Questa non è atonalità fine a sé stessa, ma è un’esplosione di pura espressività. È facile leggere in questa tempesta sonora il “dolore e la rabbia” che Rochberg non riusciva a canalizzare attraverso il serialismo. È l’urlo di un’umanità travolta da forze incontrollabili, l’immagine di un mondo che si disintegra sotto il peso delle proprie contraddizioni.
Così come era iniziata, la tempesta cessa quasi all’improvviso. Segue una lunga sezione di dissoluzione, le “rovine” del mondo dopo il cataclisma. La musica si frammenta in lunghi silenzi, interrotti da voci solistiche che emergono dalle ceneri: un flauto, un oboe, un clarinetto ripropongono frammenti della melodia iniziale, ma ora suonano stanchi, desolati, come voci di sopravvissuti in un paesaggio devastato. Il loro carattere non è più ingenuo, ma carico del peso dell’esperienza passata. Lentamente, riaffiorano gli elementi della genesi: gli armonici acuti degli archi e i rintocchi sommessi e risonanti del tam-tam. Verso la fine, strumenti come la celesta e il Glockenspiel introducono un timbro cristallino e celestiale. La melodia originale appare un’ultima volta, ma ora è trasfigurata, eterea, come se avesse raggiunto uno stato di trascendenza o di pace cosmica. Il brano si conclude spegnendosi nel silenzio da cui era nato. Il ciclo di creazione, distruzione e rinascita si è compiuto, lasciando l’ascoltatore in uno stato di sospensione contemplativa.

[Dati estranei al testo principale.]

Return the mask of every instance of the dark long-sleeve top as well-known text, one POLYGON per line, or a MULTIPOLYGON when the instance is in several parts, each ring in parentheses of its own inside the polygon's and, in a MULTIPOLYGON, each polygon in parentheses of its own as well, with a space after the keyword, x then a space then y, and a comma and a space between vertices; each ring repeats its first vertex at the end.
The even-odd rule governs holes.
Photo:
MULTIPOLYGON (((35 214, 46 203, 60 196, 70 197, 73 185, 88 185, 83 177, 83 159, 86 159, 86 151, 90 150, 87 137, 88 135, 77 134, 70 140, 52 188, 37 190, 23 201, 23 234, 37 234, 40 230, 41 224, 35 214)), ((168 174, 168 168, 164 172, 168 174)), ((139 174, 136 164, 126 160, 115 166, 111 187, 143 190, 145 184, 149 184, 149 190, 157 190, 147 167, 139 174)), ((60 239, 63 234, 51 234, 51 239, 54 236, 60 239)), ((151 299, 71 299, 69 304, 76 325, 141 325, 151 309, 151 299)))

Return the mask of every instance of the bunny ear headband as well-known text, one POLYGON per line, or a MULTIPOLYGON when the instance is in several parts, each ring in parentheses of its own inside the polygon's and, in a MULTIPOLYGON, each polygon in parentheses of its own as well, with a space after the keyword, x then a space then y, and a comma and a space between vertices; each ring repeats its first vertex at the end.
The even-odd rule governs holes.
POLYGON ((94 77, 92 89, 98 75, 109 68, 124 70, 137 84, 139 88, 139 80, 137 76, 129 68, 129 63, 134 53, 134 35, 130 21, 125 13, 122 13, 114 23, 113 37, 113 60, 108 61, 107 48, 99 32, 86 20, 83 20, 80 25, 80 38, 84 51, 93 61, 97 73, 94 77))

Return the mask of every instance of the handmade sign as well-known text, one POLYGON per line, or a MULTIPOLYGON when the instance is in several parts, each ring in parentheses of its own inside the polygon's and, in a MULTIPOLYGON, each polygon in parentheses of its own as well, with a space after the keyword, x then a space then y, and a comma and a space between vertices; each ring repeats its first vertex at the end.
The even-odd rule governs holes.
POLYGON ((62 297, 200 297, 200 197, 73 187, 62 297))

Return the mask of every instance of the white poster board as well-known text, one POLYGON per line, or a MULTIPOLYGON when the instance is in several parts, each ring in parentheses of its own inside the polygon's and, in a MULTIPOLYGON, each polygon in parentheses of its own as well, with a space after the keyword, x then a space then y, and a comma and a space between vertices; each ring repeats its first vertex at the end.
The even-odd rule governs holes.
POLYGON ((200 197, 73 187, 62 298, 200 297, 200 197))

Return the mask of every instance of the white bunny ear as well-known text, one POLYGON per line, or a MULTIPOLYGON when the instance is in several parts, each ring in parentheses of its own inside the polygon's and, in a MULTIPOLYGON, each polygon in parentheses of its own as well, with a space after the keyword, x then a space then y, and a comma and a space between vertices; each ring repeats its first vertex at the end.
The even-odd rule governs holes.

Nel complesso, Imago Mundi è un poema sinfonico che narra una parabola universale attraverso il suono. Rochberg utilizza l’intera tavolozza orchestrale e un linguaggio che spazia dalla melodia più elementare alla dissonanza più violenta per creare un’opera di straordinaria potenza emotiva e drammatica. È la perfetta incarnazione della sua estetica “neoromantica” e postmoderna: una musica che non teme di essere grandiosa, terribile e, infine, profondamente umana, dipingendo non solo un’”immagine del mondo”, ma una mappa dell’animo umano stesso.